CALL ME BY YOUR NAME
Elio (Timothée Chalamet) has his bookish world irrevocably changed when handsome American student Oliver (Armie Hammer) arrives in Northern Italy to assist Elio’s archaeologist father with his research. The intense emotional bond that develops between the two transcends the category of Queer Cinema, and a beautifully written exchange of dialogue succinctly sums up the universal themes at the heart of this magnetic and remarkably affecting film.
This charming and inspiring romantic comedy follows gay teenager Simon (Nick Robinson), whose world is turned upside down when a post appears on the school gossip site – a closeted student has come out anonymously, and Simon begins corresponding with him. Robinson establishes himself as a viable new leading man, and a great soundtrack cements the film as the equivalent of a John Green novel directed by John Hughes.

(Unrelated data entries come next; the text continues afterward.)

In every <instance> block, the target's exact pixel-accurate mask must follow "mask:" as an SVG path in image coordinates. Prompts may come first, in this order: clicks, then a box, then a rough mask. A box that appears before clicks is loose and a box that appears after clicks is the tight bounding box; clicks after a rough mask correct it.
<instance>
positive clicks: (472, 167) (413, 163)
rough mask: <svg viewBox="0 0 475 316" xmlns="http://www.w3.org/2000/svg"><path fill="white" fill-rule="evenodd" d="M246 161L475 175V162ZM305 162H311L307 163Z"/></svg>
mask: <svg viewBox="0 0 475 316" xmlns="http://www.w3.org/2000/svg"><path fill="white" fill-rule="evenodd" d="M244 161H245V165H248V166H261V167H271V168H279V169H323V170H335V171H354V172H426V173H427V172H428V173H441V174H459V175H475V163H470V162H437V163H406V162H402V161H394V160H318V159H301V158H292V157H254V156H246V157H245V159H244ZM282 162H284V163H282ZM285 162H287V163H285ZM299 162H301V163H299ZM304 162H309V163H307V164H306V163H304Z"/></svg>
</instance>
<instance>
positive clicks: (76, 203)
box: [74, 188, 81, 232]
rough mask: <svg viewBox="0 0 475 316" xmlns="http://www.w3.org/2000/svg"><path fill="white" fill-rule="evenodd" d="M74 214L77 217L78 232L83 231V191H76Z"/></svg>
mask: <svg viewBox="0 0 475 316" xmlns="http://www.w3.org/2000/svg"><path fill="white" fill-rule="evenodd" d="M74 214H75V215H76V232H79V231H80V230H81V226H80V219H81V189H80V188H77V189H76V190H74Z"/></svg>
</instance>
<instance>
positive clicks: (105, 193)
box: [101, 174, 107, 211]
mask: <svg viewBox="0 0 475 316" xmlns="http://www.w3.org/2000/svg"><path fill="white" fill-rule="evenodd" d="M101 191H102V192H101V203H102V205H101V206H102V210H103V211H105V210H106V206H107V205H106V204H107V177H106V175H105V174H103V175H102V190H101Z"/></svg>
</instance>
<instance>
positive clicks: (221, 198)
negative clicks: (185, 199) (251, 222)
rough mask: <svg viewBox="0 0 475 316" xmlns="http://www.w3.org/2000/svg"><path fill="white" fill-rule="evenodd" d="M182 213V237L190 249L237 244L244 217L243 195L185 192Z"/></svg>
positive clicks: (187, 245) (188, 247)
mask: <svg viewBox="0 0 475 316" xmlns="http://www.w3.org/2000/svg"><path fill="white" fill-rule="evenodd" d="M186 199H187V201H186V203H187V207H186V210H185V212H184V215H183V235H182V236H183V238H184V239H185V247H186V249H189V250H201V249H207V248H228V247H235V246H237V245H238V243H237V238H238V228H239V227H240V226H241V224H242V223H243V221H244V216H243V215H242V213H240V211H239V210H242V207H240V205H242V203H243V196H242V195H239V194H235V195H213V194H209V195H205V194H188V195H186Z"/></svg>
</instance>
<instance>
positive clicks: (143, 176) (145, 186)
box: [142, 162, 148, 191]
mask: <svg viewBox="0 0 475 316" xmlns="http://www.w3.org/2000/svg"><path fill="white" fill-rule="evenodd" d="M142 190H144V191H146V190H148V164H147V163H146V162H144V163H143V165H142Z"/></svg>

PORTRAIT OF A LADY ON FIRE
This critically acclaimed French period drama paints a ravishing picture of the relationship that develops between a young artist and her aristocrat subject, who is soon to be married to an Italian nobleman. Beautifully shot with an eye for artistic compositions, and imbued with palpable passion, writer-director Céline Sciamma delivers an intoxicating look at 18th century romance from the female perspective.
Directed by Todd Haynes (Far from Heaven), this exquisite adaptation of Patricia Highsmith’s novel stars Rooney Mara and Cate Blanchett as a photographer and divorcee, respectively, who engage in an intimate and ‘forbidden’ relationship in 1950s New York. Both received Oscar nominations for their heartfelt performances in one of the all-time great LGBT romantic dramas.
Based on Tim Winton’s award-winning novel, this compelling romantic drama unfolds against the magnificent backdrop of the remote Australian West. Georgie (Kelly Macdonald) begins an intense affair with handsome former musician Lu Fox (Garrett Hedlund), unaware that her partner Jim (David Wenham), the local lobster baron, has a shared history with the Fox family involving a tragic event…
Australian director Shannon Murphy brilliantly resuscitates the terminally-ill-teen-drama in this coming-of-age tale that avoids the mawkish clichés associated with the genre. Babyteeth‘s cancer-stricken protagonist, 16-year-old Milla (Eliza Scanlen), possesses a vibrant lust for life and for her new boyfriend, drug dealer Moses (Toby Wallace), in a film that celebrates the power of love.
If you’ve ever secretly thought that Siri has a sexy voice, this techno-romance is for you. Joaquin Phoenix plays a lonely guy who finds friendship and intimacy with ‘Samantha’, his new interactive operating system (with the voice of Scarlett Johansson). Her is a love story for a generation in love with technology, and a brilliant vision of a future that’s just around the corner – or here already.
THE SHAPE OF WATER
Winner of the Best Picture Oscar in 2018, this bold fantasy explores the unlikely connection between two lost souls. That one of them happens to be a fish man is almost incidental – this a Guillermo del Toro film after all, and the director is a specialist when it comes to idiosyncratic genre-splicing. His homage to The Creature from the Black Lagoon is both a whimsical romance and a Cold War monster movie, awash with a passion for cinema.